To be fair to all concerned, you can tell it's shit by looking at it, they did nothing to hide its shitness, leaving the punter to reject the shitty thing and leave it on the shelf! It's so shit it's shittier than a shitty thing that's gone to shit university and been elected professor of shit. It's so shit even shit's afraid of catching something shitty from it.
What does it look like? A decorated traffic-cone? An upside-down ice-cream cornet, with a reportable food-mould? Flash Gordon's loudhailer? A 1950's retro-chic 'designer' reverse-kitch cocktail shaker? A bottle of fancy nail-polish? It doesn't look much like a Dalek, that's for sure!
There's no excuse for this level of
How doth one compare thee to a shitty thing, let me count the ways: Too tall, too thin, all round symmetry, bone-dome to high, too round, body domes/bobbles too small, too spaced, stalk-boxes are shit, stalks are shit, shoulders stretched, flat face, step'less base . . . oh ugly thing of shit, thy faults are legion!
Still, every cloud has a silver lining, and some of the stalk-tools will improve the old Cherilea Daleks; a tad mind, only a tad.
There you go, a shit Dalek, all the way from Shitsville, Shittington, Shitonia, and no, this isn't the forthcoming rant, it's just a really shit Dalek.
6 comments:
That has to be the worst Interpretation of a dalek going..or is it meant to be an excited dalek ?

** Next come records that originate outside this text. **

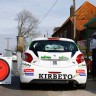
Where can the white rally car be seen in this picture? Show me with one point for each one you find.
(53, 60)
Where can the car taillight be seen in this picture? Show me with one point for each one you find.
(27, 57)
(80, 58)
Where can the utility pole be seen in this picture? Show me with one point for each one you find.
(8, 42)
(74, 4)
(47, 33)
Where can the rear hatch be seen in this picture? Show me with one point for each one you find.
(53, 53)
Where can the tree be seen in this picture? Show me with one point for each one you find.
(27, 24)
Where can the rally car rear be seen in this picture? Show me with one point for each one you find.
(53, 60)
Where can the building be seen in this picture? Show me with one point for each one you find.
(84, 14)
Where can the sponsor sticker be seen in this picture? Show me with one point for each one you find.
(25, 65)
(82, 74)
(80, 71)
(28, 70)
(45, 57)
(55, 76)
(29, 74)
(63, 58)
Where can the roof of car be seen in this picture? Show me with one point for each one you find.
(53, 38)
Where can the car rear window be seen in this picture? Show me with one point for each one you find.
(53, 46)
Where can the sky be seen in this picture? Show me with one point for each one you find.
(56, 17)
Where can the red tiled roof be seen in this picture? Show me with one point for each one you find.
(84, 13)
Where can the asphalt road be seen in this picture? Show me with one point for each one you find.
(46, 90)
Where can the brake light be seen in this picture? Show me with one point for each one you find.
(80, 58)
(27, 57)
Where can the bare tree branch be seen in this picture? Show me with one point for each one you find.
(27, 24)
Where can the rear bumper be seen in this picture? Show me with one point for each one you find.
(44, 81)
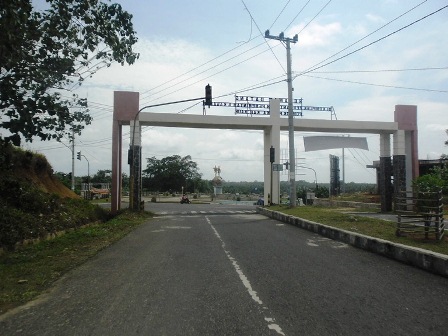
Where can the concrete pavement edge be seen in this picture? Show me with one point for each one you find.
(430, 261)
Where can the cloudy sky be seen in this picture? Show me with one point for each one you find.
(365, 57)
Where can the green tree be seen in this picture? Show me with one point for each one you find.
(171, 173)
(102, 176)
(46, 53)
(436, 180)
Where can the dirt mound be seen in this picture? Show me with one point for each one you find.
(34, 168)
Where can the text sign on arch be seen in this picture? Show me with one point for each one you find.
(313, 143)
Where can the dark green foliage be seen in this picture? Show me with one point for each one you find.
(26, 212)
(45, 52)
(435, 181)
(171, 174)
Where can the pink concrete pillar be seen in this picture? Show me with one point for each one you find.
(406, 117)
(125, 109)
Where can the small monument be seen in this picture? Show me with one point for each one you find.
(217, 181)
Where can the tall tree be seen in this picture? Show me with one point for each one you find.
(171, 173)
(44, 53)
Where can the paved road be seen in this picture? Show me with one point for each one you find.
(222, 273)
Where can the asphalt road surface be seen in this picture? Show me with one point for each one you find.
(225, 270)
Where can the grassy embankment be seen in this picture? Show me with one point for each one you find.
(30, 270)
(378, 228)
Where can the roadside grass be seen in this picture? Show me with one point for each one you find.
(378, 228)
(30, 270)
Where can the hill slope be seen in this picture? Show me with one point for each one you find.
(34, 204)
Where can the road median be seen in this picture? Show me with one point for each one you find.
(428, 260)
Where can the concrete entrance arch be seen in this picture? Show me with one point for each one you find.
(403, 129)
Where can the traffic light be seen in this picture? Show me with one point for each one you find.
(208, 95)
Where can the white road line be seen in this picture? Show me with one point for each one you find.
(246, 283)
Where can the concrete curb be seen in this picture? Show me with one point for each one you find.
(430, 261)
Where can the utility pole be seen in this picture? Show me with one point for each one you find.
(73, 159)
(292, 158)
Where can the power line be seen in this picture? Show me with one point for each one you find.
(371, 43)
(379, 85)
(363, 38)
(259, 30)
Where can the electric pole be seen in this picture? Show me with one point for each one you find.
(292, 157)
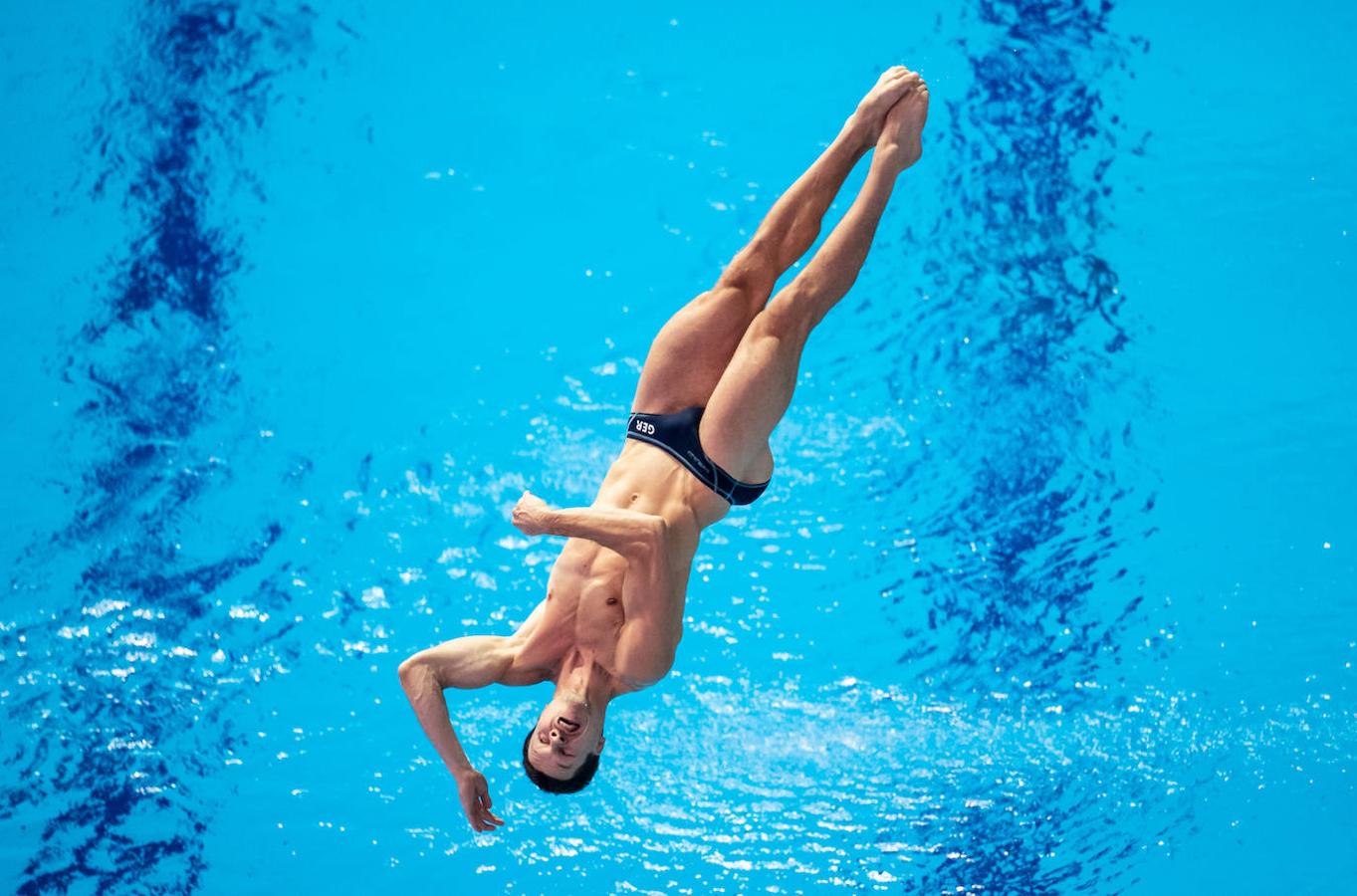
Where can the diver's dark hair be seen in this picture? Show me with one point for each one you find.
(556, 784)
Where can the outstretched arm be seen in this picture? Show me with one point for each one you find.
(463, 663)
(628, 533)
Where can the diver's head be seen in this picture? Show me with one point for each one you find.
(561, 753)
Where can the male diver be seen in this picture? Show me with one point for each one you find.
(718, 379)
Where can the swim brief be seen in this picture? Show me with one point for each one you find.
(677, 433)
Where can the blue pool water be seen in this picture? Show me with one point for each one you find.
(1053, 590)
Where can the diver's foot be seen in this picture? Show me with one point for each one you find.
(870, 115)
(900, 141)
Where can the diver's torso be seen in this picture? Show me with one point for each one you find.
(583, 605)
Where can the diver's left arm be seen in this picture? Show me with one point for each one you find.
(628, 533)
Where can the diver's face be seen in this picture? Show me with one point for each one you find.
(565, 736)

Yeah! Things are going from badder to worstest in the machine-shops of Skaro!
H
Maybe it´s a Pinocchio dalek...or a Dalek politician with pinocchio syndrome?
"politician with pinocchio syndrome" it is amazing that they all don't have Pinocchio noses. "Better to smell out another backroom deal with, my dear."
Food for thought Gentlemen food for thought!